Reproducibility Index

Notice: The reproducibility variables underlying each score are classified using an automated LLM-based pipeline, validated against a manually labeled dataset. LLM-based classification introduces uncertainty and potential bias; scores should be interpreted as estimates. Full accuracy metrics and methodology are described in Coakley et alK. L. Coakley, T. Snelleman, H. Hoos, and O. E. Gundersen, "The embrace of open science: An analysis of a decade of AI research and 56 800 conference papers," Under Review, 2026..
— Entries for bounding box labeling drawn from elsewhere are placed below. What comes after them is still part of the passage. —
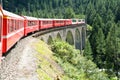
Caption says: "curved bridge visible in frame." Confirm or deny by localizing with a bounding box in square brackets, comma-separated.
[34, 24, 86, 50]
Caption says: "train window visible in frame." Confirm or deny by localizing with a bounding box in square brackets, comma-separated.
[78, 20, 81, 22]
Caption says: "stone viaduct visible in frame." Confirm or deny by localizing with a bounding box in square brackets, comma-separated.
[39, 24, 86, 50]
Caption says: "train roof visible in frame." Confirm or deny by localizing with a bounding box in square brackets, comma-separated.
[2, 10, 24, 19]
[23, 16, 38, 20]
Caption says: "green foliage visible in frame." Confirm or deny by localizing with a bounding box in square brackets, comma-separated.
[3, 0, 120, 76]
[51, 40, 109, 80]
[83, 40, 93, 60]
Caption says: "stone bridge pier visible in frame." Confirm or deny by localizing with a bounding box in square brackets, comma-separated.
[39, 24, 86, 50]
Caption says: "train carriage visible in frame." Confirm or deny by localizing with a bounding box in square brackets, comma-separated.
[64, 19, 72, 25]
[1, 10, 24, 53]
[0, 7, 3, 59]
[53, 19, 65, 27]
[23, 16, 39, 36]
[39, 19, 53, 29]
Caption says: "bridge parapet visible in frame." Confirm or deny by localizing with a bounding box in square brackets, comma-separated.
[39, 24, 86, 50]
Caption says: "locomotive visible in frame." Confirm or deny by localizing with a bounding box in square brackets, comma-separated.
[0, 6, 85, 61]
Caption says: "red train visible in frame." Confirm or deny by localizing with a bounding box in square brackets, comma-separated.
[0, 7, 85, 60]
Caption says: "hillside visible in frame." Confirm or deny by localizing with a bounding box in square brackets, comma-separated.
[3, 0, 120, 77]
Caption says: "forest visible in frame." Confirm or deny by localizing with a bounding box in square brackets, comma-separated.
[2, 0, 120, 78]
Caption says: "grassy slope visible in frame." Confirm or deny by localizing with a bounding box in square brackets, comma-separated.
[34, 41, 68, 80]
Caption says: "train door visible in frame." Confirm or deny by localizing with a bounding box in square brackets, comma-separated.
[0, 11, 3, 61]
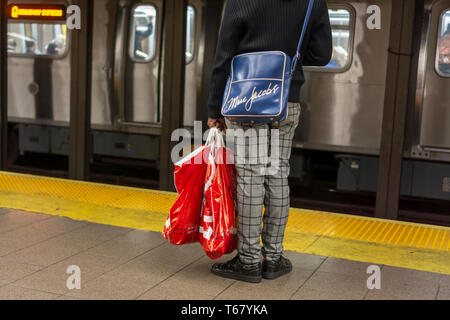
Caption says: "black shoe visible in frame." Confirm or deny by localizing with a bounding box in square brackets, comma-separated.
[262, 257, 292, 280]
[211, 256, 262, 283]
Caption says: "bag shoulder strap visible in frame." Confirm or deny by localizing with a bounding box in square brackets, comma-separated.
[291, 0, 314, 73]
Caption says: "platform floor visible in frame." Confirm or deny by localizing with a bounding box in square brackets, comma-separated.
[0, 209, 450, 300]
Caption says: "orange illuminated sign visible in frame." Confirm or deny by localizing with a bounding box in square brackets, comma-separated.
[8, 4, 66, 20]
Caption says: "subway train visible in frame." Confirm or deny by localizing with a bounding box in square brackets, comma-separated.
[4, 0, 450, 225]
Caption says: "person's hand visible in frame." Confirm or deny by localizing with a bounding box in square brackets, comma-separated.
[208, 118, 227, 133]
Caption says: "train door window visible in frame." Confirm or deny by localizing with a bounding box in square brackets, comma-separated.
[307, 8, 353, 72]
[130, 5, 157, 62]
[436, 9, 450, 77]
[186, 6, 195, 63]
[7, 23, 67, 57]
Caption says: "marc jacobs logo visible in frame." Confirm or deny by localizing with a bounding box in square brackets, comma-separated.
[224, 83, 280, 112]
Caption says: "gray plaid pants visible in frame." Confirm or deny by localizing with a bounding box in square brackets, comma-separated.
[226, 103, 300, 264]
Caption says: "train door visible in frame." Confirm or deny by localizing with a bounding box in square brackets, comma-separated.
[183, 0, 204, 127]
[90, 0, 203, 187]
[400, 0, 450, 205]
[7, 0, 71, 177]
[291, 0, 392, 213]
[418, 0, 450, 154]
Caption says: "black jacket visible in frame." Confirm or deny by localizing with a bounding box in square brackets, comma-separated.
[208, 0, 333, 118]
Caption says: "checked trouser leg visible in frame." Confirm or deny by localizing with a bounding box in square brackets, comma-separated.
[227, 103, 300, 264]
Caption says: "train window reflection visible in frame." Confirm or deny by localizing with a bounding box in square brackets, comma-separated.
[437, 10, 450, 77]
[324, 9, 351, 69]
[7, 23, 67, 57]
[186, 6, 195, 63]
[130, 5, 156, 62]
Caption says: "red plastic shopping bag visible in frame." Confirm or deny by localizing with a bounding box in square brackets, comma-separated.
[163, 145, 210, 245]
[199, 133, 237, 259]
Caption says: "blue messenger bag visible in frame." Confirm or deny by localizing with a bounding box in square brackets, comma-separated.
[222, 0, 314, 123]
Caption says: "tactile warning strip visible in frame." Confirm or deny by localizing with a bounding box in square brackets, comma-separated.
[0, 172, 450, 251]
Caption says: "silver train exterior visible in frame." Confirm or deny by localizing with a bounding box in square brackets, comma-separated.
[8, 0, 450, 199]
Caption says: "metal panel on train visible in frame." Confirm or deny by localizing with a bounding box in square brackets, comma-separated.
[295, 1, 392, 154]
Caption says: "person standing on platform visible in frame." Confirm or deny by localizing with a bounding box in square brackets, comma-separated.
[208, 0, 333, 282]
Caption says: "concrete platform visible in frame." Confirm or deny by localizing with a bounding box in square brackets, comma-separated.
[0, 209, 450, 300]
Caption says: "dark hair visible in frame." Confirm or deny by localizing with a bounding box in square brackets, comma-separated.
[47, 42, 58, 54]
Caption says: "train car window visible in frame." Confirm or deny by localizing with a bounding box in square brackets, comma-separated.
[186, 6, 195, 63]
[130, 5, 157, 62]
[7, 22, 67, 58]
[436, 9, 450, 77]
[305, 8, 353, 72]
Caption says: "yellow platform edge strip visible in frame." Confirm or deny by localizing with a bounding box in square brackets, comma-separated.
[0, 191, 450, 275]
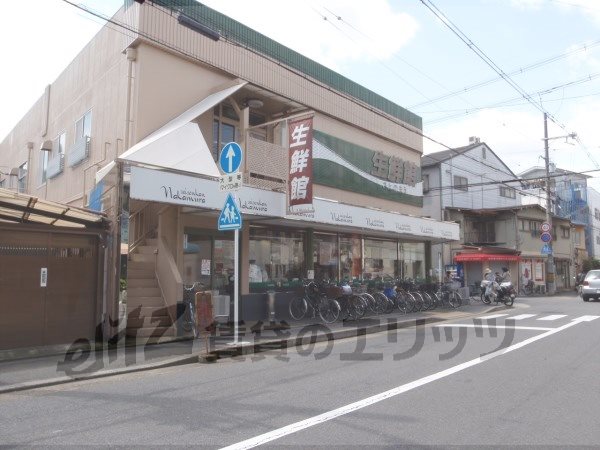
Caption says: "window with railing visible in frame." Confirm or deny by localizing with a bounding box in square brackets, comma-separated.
[17, 161, 27, 193]
[69, 111, 92, 167]
[47, 133, 67, 178]
[500, 186, 517, 198]
[453, 175, 469, 191]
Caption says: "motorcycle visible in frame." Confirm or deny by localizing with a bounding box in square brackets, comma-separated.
[480, 280, 517, 306]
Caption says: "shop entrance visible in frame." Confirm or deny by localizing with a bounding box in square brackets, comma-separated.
[183, 228, 235, 295]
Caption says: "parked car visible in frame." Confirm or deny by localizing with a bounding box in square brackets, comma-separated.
[581, 270, 600, 302]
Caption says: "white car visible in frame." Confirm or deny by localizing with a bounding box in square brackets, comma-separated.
[581, 270, 600, 302]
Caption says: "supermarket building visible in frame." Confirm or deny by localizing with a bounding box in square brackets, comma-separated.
[0, 0, 459, 343]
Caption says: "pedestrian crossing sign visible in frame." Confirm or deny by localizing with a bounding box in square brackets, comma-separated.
[218, 194, 242, 231]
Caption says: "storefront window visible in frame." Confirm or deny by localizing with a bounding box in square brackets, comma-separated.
[400, 242, 425, 280]
[340, 236, 362, 280]
[249, 227, 305, 285]
[313, 233, 339, 280]
[364, 239, 398, 279]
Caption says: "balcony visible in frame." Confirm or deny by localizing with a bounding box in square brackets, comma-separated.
[46, 153, 65, 178]
[69, 136, 91, 167]
[464, 231, 496, 244]
[244, 137, 288, 190]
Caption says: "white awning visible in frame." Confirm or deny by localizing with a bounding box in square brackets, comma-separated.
[96, 161, 117, 184]
[118, 82, 246, 177]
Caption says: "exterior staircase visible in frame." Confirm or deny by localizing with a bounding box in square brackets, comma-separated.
[126, 239, 175, 343]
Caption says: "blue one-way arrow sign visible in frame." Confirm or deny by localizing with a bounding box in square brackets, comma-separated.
[219, 142, 242, 173]
[218, 194, 242, 231]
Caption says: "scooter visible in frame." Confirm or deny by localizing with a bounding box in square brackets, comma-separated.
[480, 280, 517, 306]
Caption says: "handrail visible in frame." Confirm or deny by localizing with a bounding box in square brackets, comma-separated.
[129, 203, 160, 254]
[156, 236, 183, 323]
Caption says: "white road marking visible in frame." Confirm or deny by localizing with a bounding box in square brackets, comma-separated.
[478, 314, 508, 320]
[435, 323, 554, 331]
[221, 316, 600, 450]
[511, 314, 537, 320]
[537, 314, 567, 320]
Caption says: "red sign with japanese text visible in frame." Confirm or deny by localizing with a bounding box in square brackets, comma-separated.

Expand VSR Benchmark for VLLM to Expertize in Spatial Rules

Authors: Peijin Xie, Lin Sun, Bingquan Liu, Dexin Wang, Xiangzheng Zhang, Chengjie Sun, Jiajia Zhang

AAAI 2025 | Venue PDF | LLM Run Details

Reproducibility Variable	Result	LLM Response
Research Type	Experimental	After conducting combination experiments on scaling data and models, we obtained a VLLM VSR Expert(VSRE) that not only generalizes better to different instructions but also accurately distinguishes differences in visual positional information. VSRE achieved over a 27% increase in accuracy on the VSR test set.
Researcher Affiliation	Collaboration	1Faculty of Computing, Harbin Institute of Technology, Harbin, 150001, China, 2360 Search Department, Beijing, 100020, China, 3School of Computer Science and Technology, Harbin Institute of Technology, Shenzhen, 518055, China
Pseudocode	No	The paper describes methodologies in paragraph text and uses figures to illustrate concepts (e.g., Figure 1 showing the overall expansion method) but does not contain any structured pseudocode or algorithm blocks.
Open Source Code	Yes	Extended version https://github.com/peijin360/vsre
Open Datasets	Yes	Traditional classification benchmark VSR (Liu, Emerson, and Collier 2023) has proposed a controlled probing dataset... During the image data selection from MSCOCO (Lin et al. 2014)... Existing hot benchmarks like MME (Fu et al. 2024), MMbench (Liu et al. 2023b), SEED (Li et al. 2023) test VLLMs various capabilities
Dataset Splits	Yes	Testing Datasets... (1)Test-G random sampled a prompt from the 50 templates pool for each triplet... (2)Test-S froze the template to the specific one ([caption], True or false.)... Excluding the test set, we collected more than 10k triplets with images from the original VSR dataset as a seed. Then we expand it several dozens of times into pre-train and IFT data as follow:... Pre-training data: Under the three settings with a ratio of 5:3:2, we repainted the original images, expanding the quantity 20 to 100 times the original amount. We label the set as pre-100k for 100k pre-training data and pre500k for 500k. IFT data: We used general 50 prompt templates (30 manual and 20 GPT4-generated) to expand the 11k triplet data nearly 50 times to 500k, then name it as turn-g 500k.
Hardware Specification	No	The paper mentions various models like LLa VA1.5 7B and 13B, Vicuna, LLAMA2, LLAMA3, Qwen-VL, BLIP2, and Instruct BLIP, but it does not provide specific details about the hardware (e.g., GPU models, CPU types, memory) used for conducting the experiments.
Software Dependencies	No	The paper mentions several models and frameworks like CLIP, Sig LIP, DINOv2, SAM, SDXL, GPT-4o, and spaCy, often with citations, but it does not specify explicit version numbers for these or any other software libraries used for implementation (e.g., PyTorch 1.x, spaCy 3.x).
Experiment Setup	No	During the pre-training stage, we froze the LLM and only trained the adapter layers... In the fine-tuning stage, we unfroze the LLM, allowing it to participate in the training... Finally, during the inference stage, we limited the length of the model s responses to only one new word. This word was used as the answer to binary questions... Any other responses were directly judged as incorrect. The paper describes the general training process and inference constraints but lacks specific hyperparameters such as learning rate, batch size, number of epochs, or optimizer settings.